我的数据框如下:
输入
one<-c("Rainy and sunny;thundering;lightning","dismal and dreary;thundering")
two<-c("Overcast;lightning","Overcast;dismal and dreary")
df2<-data.frame(one,two)
我想逐行比较列表中的字符串并提取相同的内容,以及新列中的不同之处
我期待的输出是:
same<-c("lightning","dismal and dreary")
different_Incol1ButNot2<-c("Rainy and sunny;thundering","thundering")
different_Incol2ButNot1<-c("Overcast","Overcast")

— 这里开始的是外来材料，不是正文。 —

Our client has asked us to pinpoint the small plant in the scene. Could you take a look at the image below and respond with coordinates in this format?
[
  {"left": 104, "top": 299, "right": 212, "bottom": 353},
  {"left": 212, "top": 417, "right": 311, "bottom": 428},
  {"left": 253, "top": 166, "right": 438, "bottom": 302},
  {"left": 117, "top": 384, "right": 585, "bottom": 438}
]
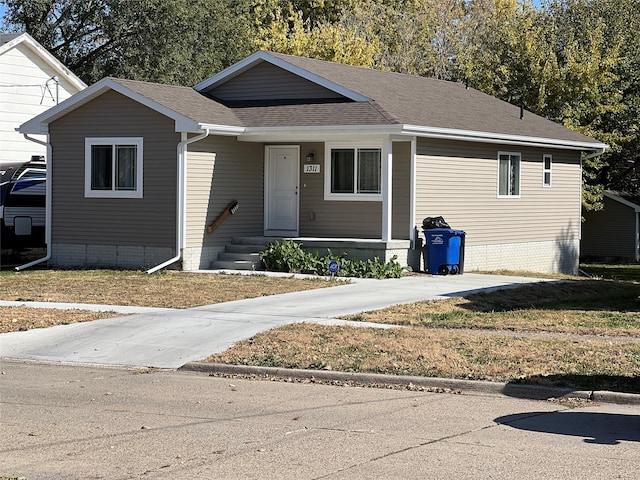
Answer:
[{"left": 260, "top": 240, "right": 409, "bottom": 279}]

df2<-data.frame(one,two,same,different_Incol1ButNot2,different_Incol2ButNot1,stringsAsFactors=F)
应输出:
one two same different_Incol1ButNot2 different_Incol2ButNot1
Rainy and sunny;thundering;lightning Overcast;lightning lightning Rainy and sunny;thundering Overcast
dismal and dreary;thundering Overcast;dismal and dreary dismal and dreary thundering Overcast
所以我的第一个想法是拆分并列出每个字符串:
df3$one<-as.list(strsplit(df3$one, ";"))
df3$two<-as.list(strsplit(df3$two, ";"))
但是现在我不知道如何比较我在数据帧中创建的列表,所以我想问题是如何在数据帧中的字符串列表之间进行这些行比较或者是否有更简单的方法这样做?
答案 0 :(得分:5)
以下是dplyr
,
library(dplyr)
df %>%
mutate_all(funs(strsplit(as.character(.), ';'))) %>%
rowwise() %>%
mutate(same = toString(intersect(one, two)),
differs_1 = toString(setdiff(one, two)),
differs_2 = setdiff(two, one))
给出,
Source: local data frame [2 x 5] Groups: <by row> # A tibble: 2 x 5 one two same differs_1 differs_2 <list> <list> <chr> <chr> <chr> 1 <chr [3]> <chr [2]> lightning Rainy and sunny, thundering Overcast 2 <chr [2]> <chr [2]> dismal and dreary thundering Overcast
答案 1 :(得分:3)
首先,您应该使用character
列,而不是因素(默认为stringsAsFactors=TRUE
),即:
one <- c("Rainy and sunny;thundering;lightning","dismal and dreary;thundering")
two <- c("Overcast;lightning","Overcast;dismal and dreary")
df2 <- data.frame(one,two, stringsAsFactors = FALSE)
您可以在此处使用设置操作,即intersect
和setdiff
。你可以在外面试一下,但功能很方便。
compare_strings <- function(x){
l <- sapply(x, strsplit, ";")
list(one=x$one,
two=x$two,
same=intersect(l[[1]], l[[2]]),
different_Incol1ButNot2=paste(setdiff(l[[1]], l[[2]]), collapse=";"),
different_Incol2ButNot1=paste(setdiff(l[[2]], l[[1]]), collapse=";")
)
}
应用于df2
的单行,它会返回包含所需组件的命名列表。
> compare_strings(df2[1, ])
$one
[1] "Rainy and sunny;thundering;lightning"
$two
[1] "Overcast;lightning"
$same
[1] "lightning"
$different_Incol1ButNot2
[1] "Rainy and sunny;thundering"
$different_Incol2ButNot1
[1] "Overcast"
如果我们将此应用于data.frame
和rbind
生成的列表列表的每一行,那么我们会得到您想要的最终data.frame
:
do.call("rbind", lapply(seq_len(nrow(df2)), function(i) compare_strings(df2[i, ])))
one two
[1,] "Rainy and sunny;thundering;lightning" "Overcast;lightning"
[2,] "dismal and dreary;thundering" "Overcast;dismal and dreary"
same different_Incol1ButNot2 different_Incol2ButNot1
[1,] "lightning" "Rainy and sunny;thundering" "Overcast"
[2,] "dismal and dreary" "thundering" "Overcast"
这会解决您的问题吗?